Triumph Trident 660 2026 em Primeiro Teste

Assim é que se faz treino de força!

No quesito aumento de potência, a Triumph Trident 660 é um exemplo a seguir: o roadster britânico ganhou 14 cv e 4 Nm em apenas um ano, agora entregando impressionantes 95 cv e 68 Nm diretamente no asfalto.

by Clemo on 03/03/2026

No quesito aumento de potência, a Triumph Trident 660 é realmente um exemplo a ser seguido: o roadster britânico ganhou 14 cv e 4 Nm em apenas um ano, agora entregando impressionantes 95 cv e 68 Nm diretamente no asfalto.

Um aumento de potência inesperado: a Trident, apresentada pela primeira vez em 2020, recebeu recentemente um abrangente upgrade eletrônico para o modelo de 2025 ainda assim, a revisão mais significativa chega para 2026 desde o seu lançamento. Ela agora é equipada com o potente motor tricilíndrico de 95 cv, o mesmo que impulsiona a Daytona 660. Este motor explora totalmente o limite de potência permitida para a categoria de carta A2, colocando a Trident 660 entre as mais fortes de sua classe, superando, por exemplo, a Yamaha MT-07 e a Suzuki GSX-8S. Um argumento sólido para novos motociclistas e, portanto, um modelo importante no portfólio da Triumph já que, com seus 115 cv de potência máxima, a nova Trident 800, que é apenas 1000 Euros mais cara na Alemanha (1700 Euros na Áustria), não cumpre os regulamentos da categoria A2.

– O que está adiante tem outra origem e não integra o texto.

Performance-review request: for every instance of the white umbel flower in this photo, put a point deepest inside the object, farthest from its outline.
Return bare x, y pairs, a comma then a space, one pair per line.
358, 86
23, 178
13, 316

Sejamos honestos: mesmo em um ritmo de passeio mais agressivo na Trident 660, a rotação geralmente permanece entre 6000 e 8000 rpm, o que significa que os 95 cv de potência máxima raramente são utilizados em altas rotações. No entanto, a Trident 660 responde sempre com vigor e prontidão às ordens do acelerador. Segundo a curva de torque do fabricante, 80% do torque máximo - cerca de 55 Nm - estão prontamente disponíveis a qualquer momento. Para finalizar, o novo motor da Trident também gira mais alto: o limitador só interrompe a diversão a 12.650 rotações.

Triumph Trident 660 2026

Mudanças Significativas no Motor da Trident 660

Tecnicamente, as diferenças em relação ao motor anterior de 81 cv são numerosas. A principal característica do tricilíndrico de 660 cc mais potente é a presença de um corpo de borboleta individual por cilindro, em vez de um compartilhado anteriormente - isso não só melhora o desempenho, mas também a resposta do acelerador. Uma caixa de ar maior também contribui para o aumento de potência e melhora o som de admissão para o piloto, sem incomodar os transeuntes com barulho desnecessário. Outras modificações incluem o cabeçote revisado e o sistema de arrefecimento reforçado, além de um sistema de escapamento de aço inoxidável de maior dimensão, em grande parte herdado da Daytona - um aumento de potência que naturalmente também implica em mais emissões e consumo: o consumo de WMTC é agora de 4,9 litros, em comparação com os 4,6 litros anteriores, e durante nosso teste motivado, o painel registrou um consumo de 5,7 litros.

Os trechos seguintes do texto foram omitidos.